First and second stage impeller assemblies can be fixed with multiple tie rods. Alternatively, a pump housing may be placed around the first and second stage impeller assemblies, and the pump housing may hold the first and second stage impeller assemblies.

In addition, the electric motor may include an upper ball bearing assembly disposed near or at an upper end of the electric motor, a first-stage impeller assembly, and a refrigerant supply tube in fluid communication with the upper ball bearing assembly.

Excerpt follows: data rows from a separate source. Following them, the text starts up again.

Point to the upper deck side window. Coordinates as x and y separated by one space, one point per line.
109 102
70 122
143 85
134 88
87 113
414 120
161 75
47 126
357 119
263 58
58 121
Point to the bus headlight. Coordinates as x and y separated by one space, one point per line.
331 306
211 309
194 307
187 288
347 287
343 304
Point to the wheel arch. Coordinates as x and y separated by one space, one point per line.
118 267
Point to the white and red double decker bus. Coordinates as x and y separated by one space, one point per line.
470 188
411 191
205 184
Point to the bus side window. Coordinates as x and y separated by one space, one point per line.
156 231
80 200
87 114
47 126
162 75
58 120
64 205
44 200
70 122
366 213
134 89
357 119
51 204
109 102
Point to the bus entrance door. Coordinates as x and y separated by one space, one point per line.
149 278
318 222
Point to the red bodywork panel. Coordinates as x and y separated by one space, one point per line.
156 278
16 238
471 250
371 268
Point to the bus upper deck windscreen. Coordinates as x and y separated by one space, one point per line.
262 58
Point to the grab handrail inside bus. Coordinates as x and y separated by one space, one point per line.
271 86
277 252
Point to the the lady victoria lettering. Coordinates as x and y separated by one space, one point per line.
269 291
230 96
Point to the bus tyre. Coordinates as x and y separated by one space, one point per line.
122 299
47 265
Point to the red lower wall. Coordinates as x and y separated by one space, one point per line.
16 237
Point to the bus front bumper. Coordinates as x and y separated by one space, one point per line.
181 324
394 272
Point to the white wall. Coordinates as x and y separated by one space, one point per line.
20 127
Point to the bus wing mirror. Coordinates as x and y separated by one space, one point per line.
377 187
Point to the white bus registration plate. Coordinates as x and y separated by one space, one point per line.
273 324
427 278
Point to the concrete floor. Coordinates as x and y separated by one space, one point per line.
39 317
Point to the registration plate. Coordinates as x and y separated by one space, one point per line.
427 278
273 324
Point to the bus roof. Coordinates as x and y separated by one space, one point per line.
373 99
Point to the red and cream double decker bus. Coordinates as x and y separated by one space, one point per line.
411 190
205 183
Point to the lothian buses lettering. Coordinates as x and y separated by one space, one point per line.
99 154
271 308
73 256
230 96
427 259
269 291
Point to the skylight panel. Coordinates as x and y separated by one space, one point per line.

1 is a perspective view of a cryogenic pump of the present invention;
1A is a cross-sectional view of the pump of FIG. 1;
Fig. 1B is an enlarged sectional view taken in Fig. 1A showing the configuration of a first stage of the pump of Fig. 1;
1C is an enlarged cross-sectional view taken in FIG. 1A showing the configuration of the trust balance mechanism;
2A is a side view of the motor assembly 23 of FIG. 1;
Fig. 2B is a plan view of Fig. 2A;
Fig. 2C is an exploded perspective view of the gusset of Fig. 2A;
2D is a cross-sectional view taken along line 2D-2D of FIG. 2B;
3 is a cross-sectional view of another cryogenic pump of the present invention;
Figure 4 is a cross-sectional view of another tank-type cryogenic pump using the present invention;
Fig. 4A is an enlarged cross-sectional view taken in Fig. 4 showing the foot valve mechanism;
5 is a cross-sectional view of another example of a cryogenic pump installed inside the suction container.

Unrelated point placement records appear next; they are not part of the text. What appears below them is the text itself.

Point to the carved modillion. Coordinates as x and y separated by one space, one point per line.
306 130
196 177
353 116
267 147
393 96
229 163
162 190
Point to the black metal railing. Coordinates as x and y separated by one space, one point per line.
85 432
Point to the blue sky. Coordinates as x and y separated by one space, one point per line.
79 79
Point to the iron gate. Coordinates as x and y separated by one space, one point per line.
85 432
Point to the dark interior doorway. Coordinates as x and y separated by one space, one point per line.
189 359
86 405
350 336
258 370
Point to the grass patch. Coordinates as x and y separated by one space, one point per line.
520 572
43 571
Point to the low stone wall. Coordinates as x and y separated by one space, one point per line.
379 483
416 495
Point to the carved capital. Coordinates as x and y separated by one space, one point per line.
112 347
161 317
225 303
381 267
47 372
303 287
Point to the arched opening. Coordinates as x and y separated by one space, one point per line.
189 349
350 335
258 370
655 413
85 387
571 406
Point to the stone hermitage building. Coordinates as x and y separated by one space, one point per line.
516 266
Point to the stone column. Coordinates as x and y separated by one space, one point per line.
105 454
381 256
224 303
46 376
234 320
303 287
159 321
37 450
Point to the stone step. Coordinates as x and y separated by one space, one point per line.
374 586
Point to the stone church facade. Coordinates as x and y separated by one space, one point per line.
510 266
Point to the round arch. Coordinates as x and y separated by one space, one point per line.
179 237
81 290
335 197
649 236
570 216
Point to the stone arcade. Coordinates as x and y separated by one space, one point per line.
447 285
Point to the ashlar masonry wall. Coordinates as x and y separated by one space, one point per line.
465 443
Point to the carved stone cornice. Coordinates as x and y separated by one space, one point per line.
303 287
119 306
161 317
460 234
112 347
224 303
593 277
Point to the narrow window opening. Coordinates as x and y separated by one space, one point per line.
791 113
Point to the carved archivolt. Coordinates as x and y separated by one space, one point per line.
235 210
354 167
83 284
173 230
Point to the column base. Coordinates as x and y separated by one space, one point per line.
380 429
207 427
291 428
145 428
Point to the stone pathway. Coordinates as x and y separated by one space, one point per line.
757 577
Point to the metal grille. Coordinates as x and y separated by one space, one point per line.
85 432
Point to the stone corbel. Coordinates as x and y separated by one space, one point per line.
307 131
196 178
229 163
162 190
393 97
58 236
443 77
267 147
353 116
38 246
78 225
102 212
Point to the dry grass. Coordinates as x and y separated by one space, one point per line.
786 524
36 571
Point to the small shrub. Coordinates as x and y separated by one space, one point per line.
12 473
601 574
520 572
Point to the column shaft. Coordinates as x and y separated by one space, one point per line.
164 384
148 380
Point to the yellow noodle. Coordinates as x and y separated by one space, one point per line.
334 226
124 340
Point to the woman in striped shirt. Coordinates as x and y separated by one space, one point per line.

Conventionally, an induction motor was used as a cryogenic pumping device. However, the induction motor cannot avoid the resistance loss of the rotor due to its characteristics. An AC induction motor consists of two assemblies, a stator and a rotor. The interaction of the electric current flowing in the rotor bar and the rotating magnetic field of the stator generates torque. In actual operation, the speed of the rotor is always slower than the speed of the magnetic field, so the bar of the rotor cuts the magnetic flux line and generates torque. The difference between the synchronous speed of the magnetic field and the rotational speed of the shaft is slip, causing a difference in rpm or frequency. Slip increases with increasing load, providing greater torque, but causing a loss of resistance in the rotor.

Permanent magnet motors are more efficient than conventional induction motors because the magnetic field does not always change regardless of the load. In addition, the permanent magnet motor is compact and lightweight, so packaging is more efficient. For example, a 2.5kW induction motor is 1/4 pint in size, but a 2.5kW permanent magnet motor is the size of a baby bottle. However, conventionally, it was not known whether the permanent magnet motor operates at a low temperature such as cryogenic pumping. At cryogenic temperatures, the conductivity and properties change, and there was no belief that these changes would not deteriorate performance or reliability.

Another problem with cryogenic pumping is the need to turn the pump at a low speed to minimize viscous friction. In addition, the idea of rotating the motor as low as possible to increase durability, reliability and life is widespread. Induction motors work well at low speeds, and permanent magnet motors are more suitable for high speeds. Thus, for one reason or another, attempts to use permanent magnet motors to pump cryogenic fluids have not been considered at all.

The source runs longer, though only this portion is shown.